What did you learn about yourself or the area in which you worked? I came away from the experience with a deeper understanding of the Northern Territory's child protection system and how it disproportionately affects aboriginal communities. This internship also sparked my interest in indigenous law—I am looking forward to participating in the Hopi clerkship program this coming year!

How did the Law School help prepare you? I participated in this internship through the Law School's International Human Rights Summer Internship Program, so I had the advantage of reading the reports of past NAAFLS interns from Chicago. I also found the library's Australian Law Research Guide and pre-trip international research training very helpful.

In six words, how would you describe your summer work experience? Great internship in Australia, despite crocodiles.

Nina Sobierajski

Nina Sobierajski, ’18

Where did you work this summer? This summer, I worked in-house at Grubhub’s headquarters in Chicago. Grubhub is a publicly-traded company that serves as a marketplace connecting diners and restaurants across the country.

What drew you to the opportunity? Throughout my 1L summer and 2L year, I participated in the Kirkland & Ellis Corporate Lab clinic at the Law School. I gained exposure to the kinds of issues and legal matters affecting in-house counsel and companies representing various industries and sizes, and I really enjoyed the work. I was thrilled when Grubhub (one of the Lab’s corporate clients) approached Lab students with the opportunity to serve its legal team.
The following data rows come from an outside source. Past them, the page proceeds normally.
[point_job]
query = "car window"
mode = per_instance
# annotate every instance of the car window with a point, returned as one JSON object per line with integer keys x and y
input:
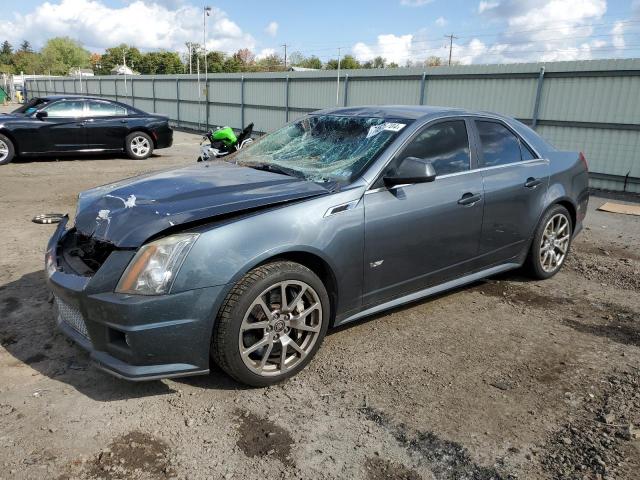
{"x": 65, "y": 108}
{"x": 445, "y": 145}
{"x": 499, "y": 145}
{"x": 104, "y": 109}
{"x": 525, "y": 152}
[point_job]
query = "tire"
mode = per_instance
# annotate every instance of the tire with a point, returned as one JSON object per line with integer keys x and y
{"x": 7, "y": 150}
{"x": 138, "y": 145}
{"x": 279, "y": 328}
{"x": 546, "y": 258}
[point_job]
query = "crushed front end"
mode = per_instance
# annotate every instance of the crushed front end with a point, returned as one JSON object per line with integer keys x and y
{"x": 137, "y": 337}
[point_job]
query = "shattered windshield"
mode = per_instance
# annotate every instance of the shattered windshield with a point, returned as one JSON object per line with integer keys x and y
{"x": 322, "y": 147}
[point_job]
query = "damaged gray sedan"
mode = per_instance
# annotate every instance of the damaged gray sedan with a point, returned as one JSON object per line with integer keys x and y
{"x": 340, "y": 215}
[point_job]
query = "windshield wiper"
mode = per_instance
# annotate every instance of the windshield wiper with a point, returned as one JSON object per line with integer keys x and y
{"x": 269, "y": 167}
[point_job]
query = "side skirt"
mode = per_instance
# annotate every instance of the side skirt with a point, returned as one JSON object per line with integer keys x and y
{"x": 428, "y": 292}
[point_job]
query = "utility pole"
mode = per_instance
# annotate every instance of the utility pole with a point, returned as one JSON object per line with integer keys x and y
{"x": 450, "y": 37}
{"x": 285, "y": 55}
{"x": 338, "y": 79}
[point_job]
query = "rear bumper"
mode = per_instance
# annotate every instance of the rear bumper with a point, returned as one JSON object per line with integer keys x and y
{"x": 132, "y": 336}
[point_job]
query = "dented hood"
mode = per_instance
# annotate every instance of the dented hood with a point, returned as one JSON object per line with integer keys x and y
{"x": 128, "y": 212}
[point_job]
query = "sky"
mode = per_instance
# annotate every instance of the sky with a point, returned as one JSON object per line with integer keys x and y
{"x": 487, "y": 31}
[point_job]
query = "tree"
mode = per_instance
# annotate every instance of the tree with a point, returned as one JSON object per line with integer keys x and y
{"x": 379, "y": 62}
{"x": 271, "y": 63}
{"x": 6, "y": 48}
{"x": 28, "y": 63}
{"x": 6, "y": 52}
{"x": 160, "y": 63}
{"x": 245, "y": 57}
{"x": 311, "y": 62}
{"x": 114, "y": 56}
{"x": 61, "y": 54}
{"x": 25, "y": 46}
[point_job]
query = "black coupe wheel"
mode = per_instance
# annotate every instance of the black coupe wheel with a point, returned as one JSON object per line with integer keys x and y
{"x": 551, "y": 243}
{"x": 7, "y": 150}
{"x": 271, "y": 324}
{"x": 139, "y": 145}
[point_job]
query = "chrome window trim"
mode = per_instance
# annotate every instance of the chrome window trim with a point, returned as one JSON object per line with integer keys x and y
{"x": 482, "y": 169}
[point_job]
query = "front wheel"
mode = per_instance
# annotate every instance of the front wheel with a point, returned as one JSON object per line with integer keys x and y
{"x": 7, "y": 150}
{"x": 551, "y": 243}
{"x": 138, "y": 145}
{"x": 271, "y": 324}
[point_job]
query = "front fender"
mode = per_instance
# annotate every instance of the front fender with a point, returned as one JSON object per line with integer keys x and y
{"x": 225, "y": 252}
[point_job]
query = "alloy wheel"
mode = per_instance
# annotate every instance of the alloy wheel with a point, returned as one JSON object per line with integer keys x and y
{"x": 140, "y": 146}
{"x": 554, "y": 243}
{"x": 4, "y": 151}
{"x": 280, "y": 328}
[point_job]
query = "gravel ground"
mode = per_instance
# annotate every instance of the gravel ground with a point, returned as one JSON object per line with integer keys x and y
{"x": 507, "y": 378}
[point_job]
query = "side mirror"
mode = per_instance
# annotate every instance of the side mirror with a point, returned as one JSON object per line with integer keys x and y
{"x": 411, "y": 170}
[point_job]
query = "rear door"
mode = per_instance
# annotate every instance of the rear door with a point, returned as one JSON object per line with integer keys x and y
{"x": 423, "y": 234}
{"x": 515, "y": 187}
{"x": 62, "y": 130}
{"x": 105, "y": 125}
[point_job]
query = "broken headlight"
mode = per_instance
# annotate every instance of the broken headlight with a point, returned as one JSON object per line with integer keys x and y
{"x": 152, "y": 270}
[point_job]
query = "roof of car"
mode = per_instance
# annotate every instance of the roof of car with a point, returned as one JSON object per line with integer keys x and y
{"x": 404, "y": 112}
{"x": 60, "y": 97}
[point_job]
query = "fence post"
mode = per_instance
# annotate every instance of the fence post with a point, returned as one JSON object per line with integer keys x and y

What did you learn about yourself or the area in which you worked? I realized how much I enjoy working with various teams across the company—I value the opportunity to develop my legal judgment alongside business judgment for an employer that encourages collaboration, innovation, and entrepreneurship.

How did the Law School help prepare you? I greatly benefited from the practical and experiential courses offered at the Law School, including Corporate Lab taught by Clinical Professor [David] Zarfes and Clinical Professor [Josh] Avratin, Contract Drafting & Review taught by Professor from Practice [Joan] Neal, as well as the Accounting seminar taught by [Lecturers in Law] Phil Bach and Sean Young. Thanks to these, I began my summer with a useful skillset and as a result was able to take on substantial responsibility.

In six words, how would you describe your summer work experience? Fun, dynamic, indulging my inner foodie!